Ce passionné de photojournalisme a parcouru le monde au cours des 20 dernières années et visité la plupart des zones de conflit, dont l’Afrique. Son expérience personnelle lui dit que la guerre n’est pas qu’une question de bombardement, comme le travail d’un correspondant de guerre. Il a dit que les journalistes arrivant sur le champ de bataille devaient se rendre dans les hôpitaux et les cimetières pour ressentir la vraie réalité de la guerre.

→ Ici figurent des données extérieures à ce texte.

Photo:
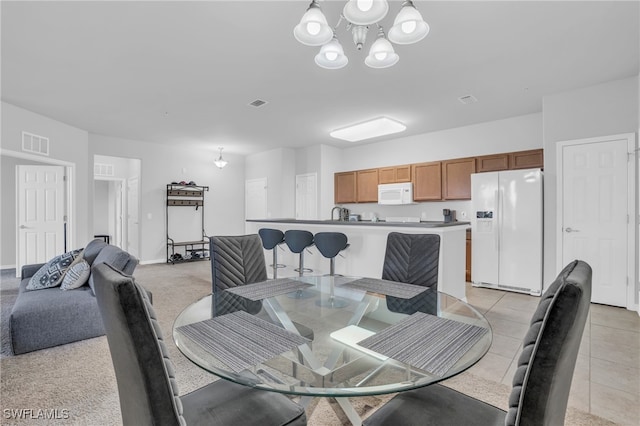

Avec plus de 900 journalistes tués dans le monde au cours de la décennie 2001-2021, Erhan Sevenler attire l’attention des stagiaires à bien se préparer avant de se rendre dans les zones de guerre. Il dit que le choix d’un solveur est la clé du succès d’une mission. Parce que ce dernier vous aidera non seulement, mais vous mettra également dans une situation dangereuse. La loyauté changera rapidement avec la guerre. Le solveur est donc au cœur de chaque rencontre, et raison de plus d’être prudent dans vos choix et d’être vigilant une fois que vous les avez faits pour ne pas vous faire surprendre.

Selon l’instructeur, la préservation de l’identité est également importante dans les zones de conflit ou de guerre, en particulier dans les zones où opèrent des groupes terroristes et djihadistes.